Propaganda

Le philosophe québecois, auteur de Petits cours d’autodéfense intellectuels (Lux, 2007) retrace l’itinéraire d’Edward Bernays, et en particulier ses premiers « succès » en matière de propagande. Tout commence par la promotion d’une pièce de théâtre controversée - parce que traitant de syphilis-, intitulée Damaged Goods, puis tout s’enchaînera pour le jeune « publiciste » : promotion d’artistes comme le ténor Caruso ou le danseur Nijinski, organisation d’un concours de sculptures en savon pour une grande firme de détergents, de déjeuners pour le président Coolidge avec des célébrités en vue à la Maison Blanche et qui ont grandement contribué à renverser l’image austère du politicien, d’un anniversaire prétexte de l’invention par Edison de la lampe à incandescence pour General Electrics, sans parler de l’orchestration d’une campagne de propagande ayant permis à la CIA de renverser le gouvernement du Guatemala dans les années 1950... Mais le coup de maître de Bernays fut sans doute, pour le compte d’une multinationale du tabac, d’avoir réussi à amener les femmes américaines à fumer, alors même que la cigarette leur était peu de temps avant encore interdite, et surtout que cette pratique était initialement perçue par nombre d’entre elles comme machiste.
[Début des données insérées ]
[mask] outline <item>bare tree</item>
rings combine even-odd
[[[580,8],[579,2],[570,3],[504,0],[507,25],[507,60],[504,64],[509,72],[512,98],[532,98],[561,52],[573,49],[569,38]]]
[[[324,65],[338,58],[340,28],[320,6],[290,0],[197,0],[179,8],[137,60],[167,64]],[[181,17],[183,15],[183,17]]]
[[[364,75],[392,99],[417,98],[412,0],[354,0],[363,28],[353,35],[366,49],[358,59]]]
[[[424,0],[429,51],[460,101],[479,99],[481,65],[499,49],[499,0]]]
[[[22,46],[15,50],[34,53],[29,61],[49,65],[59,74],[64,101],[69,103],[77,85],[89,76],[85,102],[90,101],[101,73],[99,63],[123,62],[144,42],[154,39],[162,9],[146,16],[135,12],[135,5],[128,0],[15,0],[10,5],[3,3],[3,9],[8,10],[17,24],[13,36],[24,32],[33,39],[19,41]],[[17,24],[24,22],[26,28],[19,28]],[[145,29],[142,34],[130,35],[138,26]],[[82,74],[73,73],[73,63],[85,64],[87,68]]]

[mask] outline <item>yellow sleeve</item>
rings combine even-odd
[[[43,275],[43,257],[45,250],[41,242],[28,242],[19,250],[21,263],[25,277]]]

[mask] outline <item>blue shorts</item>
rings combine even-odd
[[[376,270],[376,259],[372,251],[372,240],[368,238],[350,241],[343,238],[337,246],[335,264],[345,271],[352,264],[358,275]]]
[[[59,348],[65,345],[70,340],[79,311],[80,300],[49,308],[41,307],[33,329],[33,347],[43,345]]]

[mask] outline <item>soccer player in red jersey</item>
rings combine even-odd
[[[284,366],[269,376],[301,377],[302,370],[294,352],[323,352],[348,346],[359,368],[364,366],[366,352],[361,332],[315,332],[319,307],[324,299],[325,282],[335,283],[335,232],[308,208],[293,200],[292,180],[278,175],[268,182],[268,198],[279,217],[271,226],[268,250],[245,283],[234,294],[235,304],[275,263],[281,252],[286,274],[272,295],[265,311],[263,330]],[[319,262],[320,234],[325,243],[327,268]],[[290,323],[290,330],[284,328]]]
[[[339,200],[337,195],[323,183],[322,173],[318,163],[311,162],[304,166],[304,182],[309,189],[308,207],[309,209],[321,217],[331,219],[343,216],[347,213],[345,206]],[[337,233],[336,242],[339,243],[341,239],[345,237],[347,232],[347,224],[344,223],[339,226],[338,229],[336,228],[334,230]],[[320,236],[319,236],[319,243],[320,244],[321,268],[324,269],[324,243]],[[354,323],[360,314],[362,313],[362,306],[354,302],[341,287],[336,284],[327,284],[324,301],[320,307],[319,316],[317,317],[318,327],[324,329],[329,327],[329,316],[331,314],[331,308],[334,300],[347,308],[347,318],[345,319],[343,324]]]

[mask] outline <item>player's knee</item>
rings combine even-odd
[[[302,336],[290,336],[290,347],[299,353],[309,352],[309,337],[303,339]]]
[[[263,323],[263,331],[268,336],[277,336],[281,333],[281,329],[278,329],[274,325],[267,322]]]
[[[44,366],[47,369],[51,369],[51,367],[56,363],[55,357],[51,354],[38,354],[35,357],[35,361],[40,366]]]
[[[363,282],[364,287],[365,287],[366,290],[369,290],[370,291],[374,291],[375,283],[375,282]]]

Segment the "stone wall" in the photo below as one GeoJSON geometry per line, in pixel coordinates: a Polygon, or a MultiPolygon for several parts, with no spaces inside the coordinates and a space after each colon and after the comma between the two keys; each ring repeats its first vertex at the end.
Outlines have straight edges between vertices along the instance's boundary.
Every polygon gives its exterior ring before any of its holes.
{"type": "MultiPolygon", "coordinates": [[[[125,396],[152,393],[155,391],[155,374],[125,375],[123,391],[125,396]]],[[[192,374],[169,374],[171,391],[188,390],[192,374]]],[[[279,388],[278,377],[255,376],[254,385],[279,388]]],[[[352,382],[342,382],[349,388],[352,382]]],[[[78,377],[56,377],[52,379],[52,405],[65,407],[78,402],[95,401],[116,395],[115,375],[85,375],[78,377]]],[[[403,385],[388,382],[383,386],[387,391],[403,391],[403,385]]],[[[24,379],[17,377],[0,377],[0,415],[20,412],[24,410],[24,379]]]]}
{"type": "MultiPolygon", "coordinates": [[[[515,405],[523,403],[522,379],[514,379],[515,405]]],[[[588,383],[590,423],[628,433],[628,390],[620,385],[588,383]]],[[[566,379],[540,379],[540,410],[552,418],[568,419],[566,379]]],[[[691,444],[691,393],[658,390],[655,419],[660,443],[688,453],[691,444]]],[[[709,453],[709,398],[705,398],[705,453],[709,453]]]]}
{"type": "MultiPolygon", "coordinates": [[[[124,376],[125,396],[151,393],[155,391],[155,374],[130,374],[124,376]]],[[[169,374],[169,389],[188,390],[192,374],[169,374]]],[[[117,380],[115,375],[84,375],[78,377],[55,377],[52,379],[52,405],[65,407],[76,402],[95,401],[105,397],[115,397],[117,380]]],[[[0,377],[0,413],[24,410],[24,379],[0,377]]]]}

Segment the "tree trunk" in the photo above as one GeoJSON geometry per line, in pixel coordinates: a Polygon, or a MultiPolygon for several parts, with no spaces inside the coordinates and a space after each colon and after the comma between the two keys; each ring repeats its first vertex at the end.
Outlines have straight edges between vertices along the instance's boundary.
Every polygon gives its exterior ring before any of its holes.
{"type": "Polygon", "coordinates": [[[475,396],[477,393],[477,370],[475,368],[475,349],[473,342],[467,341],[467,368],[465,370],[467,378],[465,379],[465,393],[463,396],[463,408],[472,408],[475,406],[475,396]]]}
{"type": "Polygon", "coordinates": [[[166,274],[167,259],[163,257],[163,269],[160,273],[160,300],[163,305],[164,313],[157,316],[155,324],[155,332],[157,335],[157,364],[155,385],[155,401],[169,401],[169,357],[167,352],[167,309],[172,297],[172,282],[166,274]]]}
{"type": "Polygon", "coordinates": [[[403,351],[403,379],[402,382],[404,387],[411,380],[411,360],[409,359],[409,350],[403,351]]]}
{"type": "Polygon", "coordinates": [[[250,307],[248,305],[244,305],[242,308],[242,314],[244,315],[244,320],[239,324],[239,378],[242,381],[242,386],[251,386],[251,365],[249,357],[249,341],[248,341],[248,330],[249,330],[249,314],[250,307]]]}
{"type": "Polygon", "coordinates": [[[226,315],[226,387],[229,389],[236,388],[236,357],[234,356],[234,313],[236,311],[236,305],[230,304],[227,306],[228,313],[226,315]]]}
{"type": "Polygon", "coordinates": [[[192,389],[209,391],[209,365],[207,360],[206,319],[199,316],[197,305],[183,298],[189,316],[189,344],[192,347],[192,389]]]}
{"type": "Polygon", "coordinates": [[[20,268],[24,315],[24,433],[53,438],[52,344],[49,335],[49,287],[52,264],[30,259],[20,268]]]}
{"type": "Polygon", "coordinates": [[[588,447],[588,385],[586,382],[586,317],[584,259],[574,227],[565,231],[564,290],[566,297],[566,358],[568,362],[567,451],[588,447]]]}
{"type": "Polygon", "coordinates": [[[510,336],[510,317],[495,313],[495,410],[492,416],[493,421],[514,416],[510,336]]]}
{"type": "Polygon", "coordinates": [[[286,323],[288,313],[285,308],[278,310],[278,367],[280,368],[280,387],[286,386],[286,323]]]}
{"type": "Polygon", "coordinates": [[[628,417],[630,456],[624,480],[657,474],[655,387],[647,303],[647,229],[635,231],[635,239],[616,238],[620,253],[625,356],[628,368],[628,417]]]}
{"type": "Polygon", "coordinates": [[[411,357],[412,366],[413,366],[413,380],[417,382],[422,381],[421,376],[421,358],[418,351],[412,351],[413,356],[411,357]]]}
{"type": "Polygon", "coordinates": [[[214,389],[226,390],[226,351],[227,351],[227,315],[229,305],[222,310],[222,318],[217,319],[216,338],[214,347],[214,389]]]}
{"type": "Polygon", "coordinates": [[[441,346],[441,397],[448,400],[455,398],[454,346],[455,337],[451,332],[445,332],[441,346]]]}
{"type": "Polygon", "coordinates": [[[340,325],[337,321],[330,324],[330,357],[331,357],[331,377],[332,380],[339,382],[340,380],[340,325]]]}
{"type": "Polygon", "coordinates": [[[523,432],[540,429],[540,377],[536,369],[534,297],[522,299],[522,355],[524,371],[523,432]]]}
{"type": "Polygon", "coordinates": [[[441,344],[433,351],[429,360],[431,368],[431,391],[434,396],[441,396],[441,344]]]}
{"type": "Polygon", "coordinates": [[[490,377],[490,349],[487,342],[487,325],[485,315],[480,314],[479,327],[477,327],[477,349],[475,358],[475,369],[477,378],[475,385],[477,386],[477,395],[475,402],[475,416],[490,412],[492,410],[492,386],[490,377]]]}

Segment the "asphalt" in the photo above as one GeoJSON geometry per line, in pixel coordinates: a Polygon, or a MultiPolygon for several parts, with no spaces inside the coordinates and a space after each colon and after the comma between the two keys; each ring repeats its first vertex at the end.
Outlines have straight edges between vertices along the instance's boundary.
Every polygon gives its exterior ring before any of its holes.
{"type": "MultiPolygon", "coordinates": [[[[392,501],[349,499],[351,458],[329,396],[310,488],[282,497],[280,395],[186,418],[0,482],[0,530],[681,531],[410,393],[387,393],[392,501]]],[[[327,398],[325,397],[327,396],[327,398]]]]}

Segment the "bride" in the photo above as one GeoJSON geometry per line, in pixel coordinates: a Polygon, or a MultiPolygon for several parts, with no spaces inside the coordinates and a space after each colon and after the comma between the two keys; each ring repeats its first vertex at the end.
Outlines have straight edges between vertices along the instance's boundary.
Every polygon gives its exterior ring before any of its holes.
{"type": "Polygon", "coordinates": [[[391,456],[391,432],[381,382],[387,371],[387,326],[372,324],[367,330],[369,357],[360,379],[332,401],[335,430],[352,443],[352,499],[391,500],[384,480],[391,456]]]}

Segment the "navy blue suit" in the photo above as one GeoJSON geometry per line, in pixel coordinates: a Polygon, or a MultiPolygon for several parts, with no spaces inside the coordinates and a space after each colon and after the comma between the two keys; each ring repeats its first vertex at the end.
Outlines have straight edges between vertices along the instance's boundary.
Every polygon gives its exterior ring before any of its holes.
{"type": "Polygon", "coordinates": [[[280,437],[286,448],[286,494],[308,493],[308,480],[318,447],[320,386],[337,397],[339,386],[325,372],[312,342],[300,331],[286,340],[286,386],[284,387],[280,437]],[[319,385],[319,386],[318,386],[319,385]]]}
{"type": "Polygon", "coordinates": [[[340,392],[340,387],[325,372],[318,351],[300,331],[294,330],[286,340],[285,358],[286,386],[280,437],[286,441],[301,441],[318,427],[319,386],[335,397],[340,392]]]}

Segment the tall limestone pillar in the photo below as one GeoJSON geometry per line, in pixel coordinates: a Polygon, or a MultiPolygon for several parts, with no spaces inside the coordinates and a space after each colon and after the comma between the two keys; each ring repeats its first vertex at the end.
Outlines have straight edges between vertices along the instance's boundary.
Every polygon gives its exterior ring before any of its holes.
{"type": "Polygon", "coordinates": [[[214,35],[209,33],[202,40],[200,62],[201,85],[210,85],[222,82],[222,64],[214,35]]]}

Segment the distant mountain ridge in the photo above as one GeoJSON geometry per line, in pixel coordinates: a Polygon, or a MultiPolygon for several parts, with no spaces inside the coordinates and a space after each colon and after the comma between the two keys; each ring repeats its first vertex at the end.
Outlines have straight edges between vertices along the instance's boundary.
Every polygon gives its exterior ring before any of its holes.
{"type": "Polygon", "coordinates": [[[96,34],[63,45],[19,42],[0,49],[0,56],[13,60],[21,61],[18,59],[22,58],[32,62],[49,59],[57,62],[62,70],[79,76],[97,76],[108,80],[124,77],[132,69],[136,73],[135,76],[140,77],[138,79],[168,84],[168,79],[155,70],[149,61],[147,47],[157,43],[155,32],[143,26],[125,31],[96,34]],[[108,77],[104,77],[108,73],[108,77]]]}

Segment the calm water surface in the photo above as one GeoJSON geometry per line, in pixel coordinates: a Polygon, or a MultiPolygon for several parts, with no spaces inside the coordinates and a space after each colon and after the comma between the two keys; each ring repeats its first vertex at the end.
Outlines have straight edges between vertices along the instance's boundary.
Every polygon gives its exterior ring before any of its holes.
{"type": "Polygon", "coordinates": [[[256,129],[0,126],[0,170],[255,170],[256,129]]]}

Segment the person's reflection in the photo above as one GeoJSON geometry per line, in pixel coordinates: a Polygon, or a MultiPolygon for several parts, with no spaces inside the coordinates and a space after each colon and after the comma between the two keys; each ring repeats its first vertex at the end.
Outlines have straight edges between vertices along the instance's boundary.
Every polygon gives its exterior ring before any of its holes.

Le facteur décisif dans la généralisation des « relations publiques » réside cependant pour Normand Baillorgeon dans la mise en place en 1917 de la Commission on Public Information, dite « Commission Creel » du nom du journaliste qui la dirigeait, par le président Wilson, et dont l’objectif était de convaincre la population américaine, jusque là majoritairement réticente, de la nécessité d’une entrée en guerre. Ce « laboratoire de propagande moderne » réunissant journalistes, intellectuels et publicistes réussit au-delà de toutes espérances, et ce fut le début des campagnes de masse telle que nous les connaissons encore et plus que jamais aujourd’hui.

Le texte de Bernays constitue ainsi un véritable manuel de « relations publiques » destiné tout à la fois à transmettre un certain nombre de techniques de propagande, mais aussi à convaincre les incrédules des vertus. Paradoxalement, le texte n’est pas faire écho aux écrits postérieures de Noam Chomsky, qui eux, dénoncent pourtant radicalement cette « fabrique du consentement » [3] !

Ainsi, le texte de Bernays commence par ces mots explicites : « la manipulation consciente, intelligente, des opinions et des habitudes organisées des masses joue un rôle important dans une société démocratique. Ceux qui manipulent ce mécanisme social imperceptible forment un gouvernement invisible qui dirige véritablement le pays ». Mais c’est pour mieux justifier ensuite, tout au long du texte, l’existence de ce « gouvernement invisible », dont Edward Bernays a cependant la justesse de remarquer que son pouvoir s’exerce davantage sous la forme d’interactions coordonnées a posteriori par la convergences d’intérêts -Bourdieu parlait de « connivence »- que celle d’un complot savamment organisé (« le plus souvent, nos chefs invisibles ne connaissent pas l’identité des autres membres du cabinet très fermé auquel ils appartiennent » - on remarquera au passage que -par modestie ?-, il ne s’inclut pas dans le lot).

Bernays remarque cependant que si la manipulation de l’opinion a toujours existé sous diverses formes de la part des gouvernants, celle-ci a pris un tour nouveau avec l’avénement de ce qu’il baptise « la nouvelle propagande », qu’il décelle, exemples à l’appui, dans la moindre coupure de presse. C’est paradoxalement l’élévation du niveau d’instruction qui a permis, non pas au peuple de s’émanciper, mais à une minorité d’influencer la majorité bien plus efficacement que ne pouvaient le faire les monarques absolutistes des époques antérieures.

Les « nouveaux propagandistes » dont il s’efforce ensuite de dresser le portrait sont ainsi plutôt des « hommes de l’ombre », dont il détaille la liste pour l’époque : présidents de groupes d’intérêt en tous genres, écrivains, journalistes, producteurs, mais aussi ecclésiastiques populaires, financiers ou sportifs de haut niveau. En somme, ceux que nous appellerions aujourd’hui des « leaders d’opinion ». Et Bernays d’insister ensuite sur l’importance d’influencer ces « modèles », et plus généralement tous ceux qui sont un tant soit peu suivis dans leur comportement, postulant un grégarisme marqué au sein de la population. Ainsi écrit-il que « dans maints domaines de la vie quotidienne où nous croyons disposer de notre libre-arbitre, nous obéissons à des dictateurs redoutables ». Un certain pressentiment du concept d’« habitus » développé plus tard par Bourdieu, et plus particulièrement de la détermination sociale des goûts.